Data is the most valuable commodity in today’s world, and it is no different in reliability engineering. As one of the emerging trends in maintenance space, data plays a critical role in implementing an effective RCM strategy. It is powered by an organization’s ability to integrate multiple data sources into one seamless platform designed to disseminate actionable insights from that data to its decision-makers at the right time.
The result is a reduction in labor and industrial maintenance costs, asset downtime, and functional failures, ultimately increasing the efficiency and ROI of plant assets and boosting the business bottom line – but only if the data integrity is robust enough and can be unconditionally relied upon.
To get ahead of competitors, data accuracy is paramount. For obvious reasons, data inaccuracies can quickly aggregate and escalate from a minor niggle into something that compromises all the efforts that have been previously invested, nullifying the impact of data-driven RCM. Even when data errors or adverse conditions have been discovered, it can be extremely hard to go back in time for failure investigation or reconciliations, even with the most diligent and engaged of workforces. You may be able to interview plant personnel for work performed 4-5 days back, but certainly not 4-5 months back.
3 Pillars of Data Accuracy
There are 3 foundational pillars of data accuracy that are universal for any industry practicing RCM.
A myriad of tools is available to meet data accuracy objectives. While system walkdowns are invaluable, these technologies can minimize human errors involved in manual data collection.
At the center of the implementation of a data-driven RCM is a CMMS, which plays a pivotal role in data collection, proactively sustaining maintenance programs, and standardizing each task within.
If a company wants to continuously improve reliability efforts, remediation and audits must be performed periodically. It must be ensured that data is accurate at the source and the integrity carries through to the final output stream at which decisions are made.
From the C-Suite level to the shop floor, the perception of data matters! The decisions being made at the C-Suite level must be aligned with the technical details and observations at the shop floor level. They must share a common understanding of the role of data within the company. This includes what data will be collected, how often, and for what purpose it will be used.
3 Key Steps to Improve Data Accuracy
#1) Deploying the Right Platform – Data Integration and Consolidation
The emergence of AI in the form of supervised machine learning to predict equipment failure, are still in its infancy as far as RCM is considered. In addition, concepts like the Internet of Things (IoT) means that all assets and equipment are becoming an integral part of the data deluge. Not only will data be received from numerous different sources, they will also exist in multiple types of data variables: ranging from numbers and alphanumerical formulas to words and chunks of text.
With different platforms being relied upon, and information coming from different sources, the need for central data control is pivotal. A CMMS helps consolidate the downstream usage and implementation of the data and ensures they are streamlined.
For example, for an interval/time-based Preventive Maintenance approach, a CMMS can be used to schedule PM intervals and sustain other important aspects like periodic inspections, work orders, and inventory management.
On the other hand, for a Condition Based Maintenance approach, which can only be enabled by an accurate data collection and monitoring system, a CMMS serves as the ideal platform for receiving data from CBM sensors to detect the onset of failure well in advance and informing the decision-makers based on the level of degradation and trigger setpoints for failure modes identified.
Overall, a CMMS helps manage, implement, and trace a value-based RCM approach centered around doing the right work at the right time. And, data quality is key to improving RCM with CMMS.

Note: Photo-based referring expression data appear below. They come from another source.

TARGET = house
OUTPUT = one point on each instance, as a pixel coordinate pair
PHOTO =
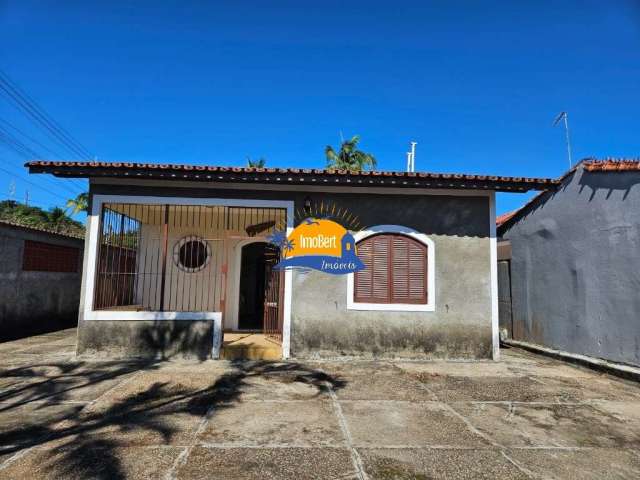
(177, 254)
(573, 275)
(40, 273)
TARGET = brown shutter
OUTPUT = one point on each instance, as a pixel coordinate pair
(363, 284)
(417, 269)
(395, 270)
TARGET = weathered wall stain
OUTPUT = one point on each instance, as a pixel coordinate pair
(574, 267)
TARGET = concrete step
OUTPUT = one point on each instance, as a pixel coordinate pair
(249, 346)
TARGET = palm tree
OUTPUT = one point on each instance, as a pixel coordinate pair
(259, 163)
(79, 204)
(349, 157)
(56, 218)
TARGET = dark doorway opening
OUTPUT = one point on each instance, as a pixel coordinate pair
(253, 272)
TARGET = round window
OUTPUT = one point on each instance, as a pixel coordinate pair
(192, 254)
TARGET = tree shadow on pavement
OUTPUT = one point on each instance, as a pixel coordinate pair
(85, 442)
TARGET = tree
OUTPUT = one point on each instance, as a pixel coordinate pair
(57, 217)
(259, 163)
(349, 157)
(79, 204)
(30, 216)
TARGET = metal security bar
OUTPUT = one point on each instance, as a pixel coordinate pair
(171, 257)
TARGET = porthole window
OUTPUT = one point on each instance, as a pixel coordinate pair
(192, 254)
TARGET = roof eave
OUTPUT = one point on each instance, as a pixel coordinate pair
(297, 177)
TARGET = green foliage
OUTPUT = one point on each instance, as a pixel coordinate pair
(259, 163)
(55, 219)
(79, 204)
(349, 157)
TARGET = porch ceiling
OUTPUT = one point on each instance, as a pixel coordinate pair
(290, 176)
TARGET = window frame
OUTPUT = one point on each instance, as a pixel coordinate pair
(352, 304)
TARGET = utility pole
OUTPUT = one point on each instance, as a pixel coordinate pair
(411, 158)
(564, 116)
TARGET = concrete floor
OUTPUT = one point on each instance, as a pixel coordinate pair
(523, 417)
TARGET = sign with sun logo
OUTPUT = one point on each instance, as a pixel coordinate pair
(320, 242)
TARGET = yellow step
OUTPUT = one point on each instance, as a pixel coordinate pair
(254, 346)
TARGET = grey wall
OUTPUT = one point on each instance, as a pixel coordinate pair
(460, 327)
(34, 302)
(575, 267)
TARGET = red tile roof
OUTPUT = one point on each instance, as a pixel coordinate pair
(612, 165)
(500, 219)
(298, 176)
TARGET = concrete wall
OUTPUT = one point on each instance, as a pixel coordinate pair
(575, 267)
(460, 326)
(34, 302)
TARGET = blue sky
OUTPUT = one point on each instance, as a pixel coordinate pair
(476, 84)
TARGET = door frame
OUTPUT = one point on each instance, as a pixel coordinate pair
(234, 291)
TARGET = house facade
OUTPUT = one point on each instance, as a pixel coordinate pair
(572, 273)
(178, 256)
(40, 273)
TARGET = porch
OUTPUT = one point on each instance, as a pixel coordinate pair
(179, 259)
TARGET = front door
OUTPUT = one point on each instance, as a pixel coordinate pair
(252, 286)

#2) Data QA Program and Governance
Quality assurance (QA) for the deployed platforms and processes should include a periodic audit of data quality across the organization. For example, the QA team could randomly audit a certain percentage of plant assets and their data through walkdowns and verification of:
- System component information and tags
- Work reports/maintenance notifications and component deficiencies
- Upcoming CMMS scheduled PM work orders
- CBM data validated with field conditions
#3) Training and Organization Culture
Employees must have the right combination of technical knowledge and mental model surrounding the value of data integrity. Only through continuous training can the importance of data be engrained among personnel.
Creating a culture that embraces CMMS training and values its data integrity begins with the leaders. Leadership teams across all functional departments including warehouse/inventory, procurement, maintenance, operations, and engineering functions, should jointly develop a set of robust CMMS guidelines. The development process creates ownership and alignment within the cross-functional groups, which empowers them to hold each other, as well as the organization, accountable.
There are lots of improvements to be made around RCM in the modern era. Most companies, to date, are yet to make the critical investment in a robust data collection, monitoring and analysis system, as well as communication with employees when preparing to implement a data-driven RCM strategy.
Data integrity is all about ensuring that data is accurate and, in the right context, meaningful. It must be capable of providing relevant information in a form that is intact, complete, and reliable, allowing RCM practitioners to make sound data-driven asset management decisions.